Expanding the phenotypic spectrum of CSNK2A1-associated Okur-Chung neurodevelopmental syndrome

Abstract

De novo variants in CSNK2A1 cause autosomal dominant Okur-Chung neurodevelopmental syndrome (OCNDS). OCNDS has an evolving clinical phenotype predominantly characterized by intellectual disability, global delays, dysmorphic features, and immunological manifestations. Microcephaly, defined as a small head circumference, is not widely recognized as a classical clinical presentation. Here, we describe four individuals from three unrelated families who shared several clinical features characteristic of an underlying syndromic neurodevelopmental condition. Trio clinical exome and research genome sequencing revealed that all affected individuals had heterozygous pathogenic missense variants in CSNK2A1. Two variants (c.468T>A p.Asp156Glu and c.149A>G p.Tyr50Cys) were de novo and previously reported, but the third variant (c.137G>T p.Gly46Val) is novel and segregated in two affected individuals in a family. This adds to growing evidence of inherited disease-causing variants in CSNK2A1, an observation reported only twice previously. A detailed phenotypic analysis of our cohort together with those individuals reported in the literature revealed that OCNDS individuals, on average, have a smaller head circumference with one-third presenting with microcephaly. We also show that the incidence of microcephaly is significantly correlated with the location of the variant in the encoded protein. Our findings suggest that small head circumference is a common but under-recognized feature of OCNDS, which may not be apparent at birth.

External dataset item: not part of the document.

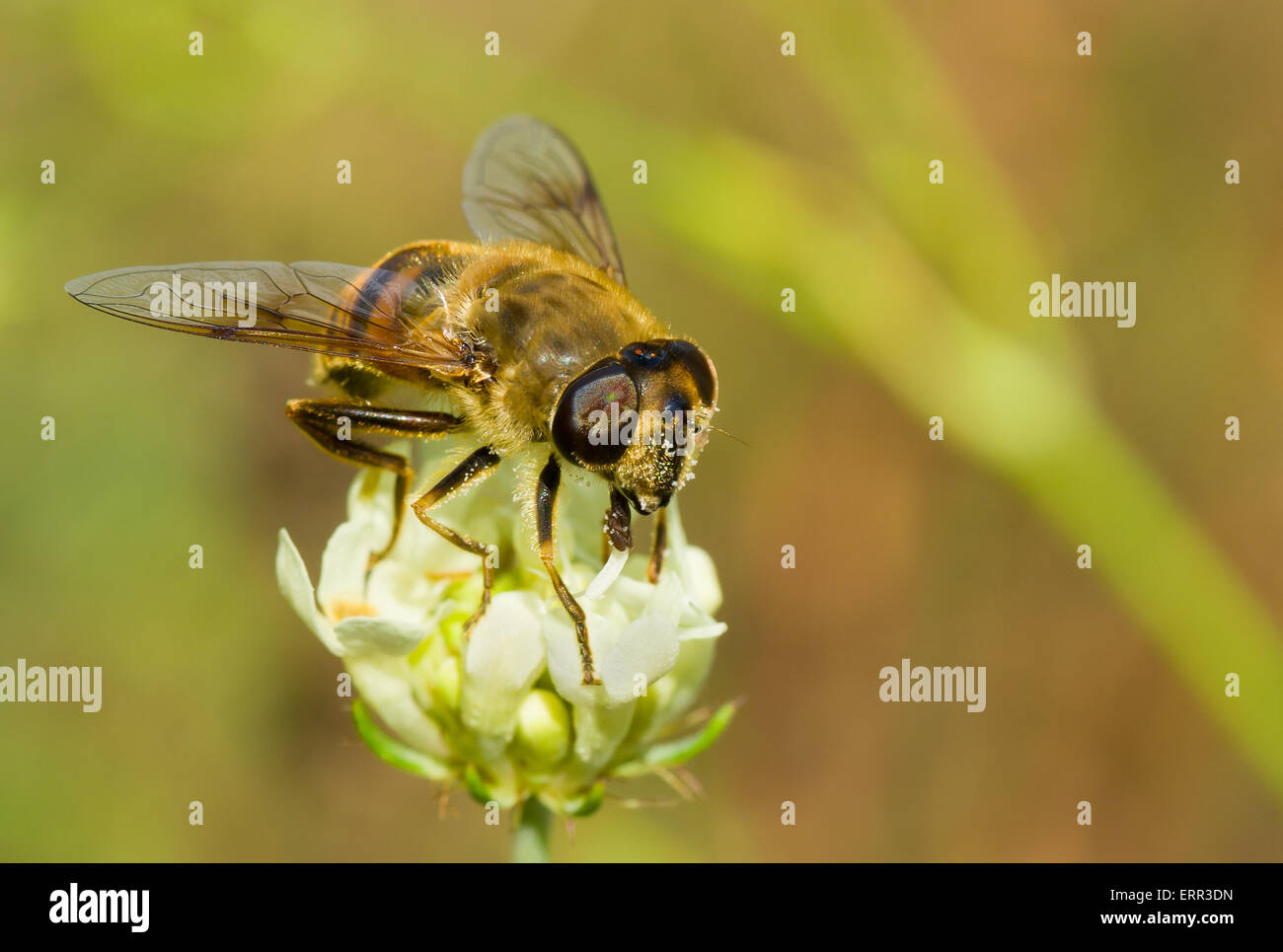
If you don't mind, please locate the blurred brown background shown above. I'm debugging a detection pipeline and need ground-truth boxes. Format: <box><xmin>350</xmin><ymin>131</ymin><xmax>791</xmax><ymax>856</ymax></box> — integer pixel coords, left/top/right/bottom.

Keywords: CSNK2A1; Okur-Chung; genotype-phenotype; microcephaly; mutations; neurodevelopmental disorders.

Figure 1

OCNDS-associated CSNK2A1 variants identified in this study and the literature (A) Pedigree and CSNK2A1 genotype of the three families described in our study. “+” indicates wild-type (WT) allele. (B and C) FireFly plot visualization of all unique pathogenic/likely pathogenic CSNK2A1 variants reported in ClinVar (as of October 2023) (B) and in the (C) literature (as of October 2023); red arrows highlight the variants reported in this study (p.Gly46Val, p.Tyr50Cys, p.Asp156Glu). (D) Sequence alignment of functional segments within the CSNK2A1 kinase across multiple species (top to bottom: zebrafish, human, bovine, rat, and mouse) using the Clustal Omega program.

Figure 2

OCNDS individuals exhibit microcephaly, and the occurrence of this phenotype is associated with the position of CSNK2A1 variant within the protein (A) Violin plot of occipital frontal circumference (OFC) SDs vs. age of OCNDS individuals reported in the literature. White dashed line indicates median OFC SD value. (B) Co-occurrence of microcephaly with common neurodevelopmental features in OCNDS individuals. Fisher’s exact test, not significant. (C) Prevalence of microcephaly correlates with functional segments within the kinase domain of the CSNK2A1 protein. Chi-squared test, p = 0.020948 (significant at p < 0.05).